Trump's "spiritual adviser" (and head of the White House's "Faith and Opportunity Initiative" program) Paula White asked for cash during a coronavirus-related prayer session this afternoon.
"Maybe you’d like to sow a $91 seed… Or maybe $9. Or whatever God tells you to do." pic.twitter.com/zUoeufRhda
— Hemant Mehta (@hemantmehta) March 17, 2020
Though she clarified that donations wouldn’t actually go to help those infected, White used medical imagery to add urgency to her fundraising plea during a pandemic. “Every single day we are a hospital to the sick, not necessarily the physically sick,” she said. “But we are a hospital for those who are soul sick, those who are spiritually sick.” White went on to suggest that contributors offer a $91 donation, citing Psalm 91, or “maybe $9 or whatever God tells you to do.”
White’s career as a religious figure has long featured the solicitation of money from followers in exchange for her intervention in expediting their access to God—money that has gone on to finance her lucrative lifestyle. As Mother Jones’ Stephanie Mencimer reported in February:
“A Senate report found that White’s personal ministry and the church she ran with her now ex-husband used tax-exempt ministry funds to pay nearly $900,000 one year for the Whites’ waterfront mansion. It paid over a million dollars in salaries to family members and kept the Whites in the air with a private jet. White and her church refused to cooperate with the investigation and in 2011, Sen. Charles Grassley (R-Iowa), issued a report outlining the committee’s findings but took no other action.”
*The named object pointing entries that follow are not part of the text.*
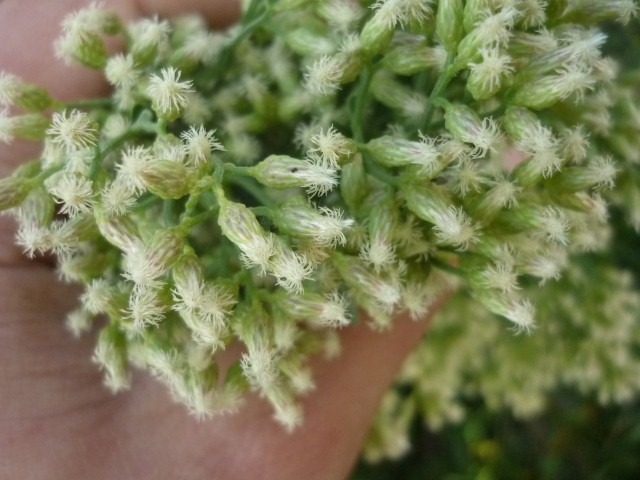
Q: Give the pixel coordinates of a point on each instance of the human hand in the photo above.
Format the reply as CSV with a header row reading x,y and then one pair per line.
x,y
57,421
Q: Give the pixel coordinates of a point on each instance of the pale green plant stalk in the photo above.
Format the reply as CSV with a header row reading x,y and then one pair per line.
x,y
322,158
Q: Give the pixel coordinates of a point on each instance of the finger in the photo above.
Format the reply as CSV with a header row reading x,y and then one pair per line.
x,y
338,414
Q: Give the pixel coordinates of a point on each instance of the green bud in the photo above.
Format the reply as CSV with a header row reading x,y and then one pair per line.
x,y
167,179
493,31
392,93
90,51
489,75
599,174
414,58
32,126
465,125
548,90
449,24
384,217
451,224
39,207
549,223
13,191
79,228
111,356
398,152
595,11
308,42
378,295
519,311
242,228
165,247
354,186
283,172
119,231
556,8
475,11
377,34
31,97
283,5
324,227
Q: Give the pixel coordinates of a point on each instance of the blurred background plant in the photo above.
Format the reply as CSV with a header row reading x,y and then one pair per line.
x,y
561,403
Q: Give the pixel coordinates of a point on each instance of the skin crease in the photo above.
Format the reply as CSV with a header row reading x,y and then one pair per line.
x,y
57,421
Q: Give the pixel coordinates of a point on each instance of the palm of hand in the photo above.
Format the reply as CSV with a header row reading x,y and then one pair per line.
x,y
58,421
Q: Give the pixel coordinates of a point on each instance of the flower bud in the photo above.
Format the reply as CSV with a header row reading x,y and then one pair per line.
x,y
596,11
449,24
149,37
549,223
111,355
168,94
451,224
398,152
13,191
85,47
465,125
319,310
600,174
354,186
546,91
395,95
380,291
520,312
492,32
414,58
324,227
119,231
282,172
241,227
32,126
537,141
383,225
379,29
488,76
167,179
75,131
502,194
475,11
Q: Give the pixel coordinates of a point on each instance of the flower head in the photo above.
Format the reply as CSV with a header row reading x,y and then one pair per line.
x,y
168,94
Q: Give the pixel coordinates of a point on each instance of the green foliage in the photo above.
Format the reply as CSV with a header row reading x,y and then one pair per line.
x,y
258,186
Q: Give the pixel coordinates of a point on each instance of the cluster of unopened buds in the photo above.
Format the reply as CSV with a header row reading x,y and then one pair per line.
x,y
263,185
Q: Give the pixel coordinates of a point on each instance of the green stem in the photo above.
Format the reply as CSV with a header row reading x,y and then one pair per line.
x,y
359,103
111,146
237,170
191,221
443,81
169,212
379,172
436,262
253,19
252,188
261,211
89,103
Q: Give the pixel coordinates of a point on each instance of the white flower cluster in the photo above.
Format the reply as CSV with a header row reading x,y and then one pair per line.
x,y
264,185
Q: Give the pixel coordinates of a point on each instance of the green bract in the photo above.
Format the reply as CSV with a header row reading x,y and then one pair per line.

Now from Trump’s pulpit—a ripe opportunity for more lucrative gains—White’s financial requests are more visible than ever. Plus, they’re wrapped in the implicit endorsement by the president by virtue of her close association to him. As Mencimer wrote:
The melding of White’s public and private jobs is nearly seamless, as she invokes her relationship with Trump in her sermons and fundraising pitches, even as she wields her spiritual authority to defend the president. But experts say the arrangement raises significant conflict of interest questions, concerns about her compliance with tax laws banning nonprofit churches from endorsing candidates. And there’s the more fundamental question as to whether by installing her in a White House job, Trump has put the government’s stamp of approval on a religious ministry that includes faith healing and preying on vulnerable people for money.
One thing is clear: The donations that White is soliciting won’t be heading towards the real hospitals serving those in need at the frontline of the coronavirus pandemic.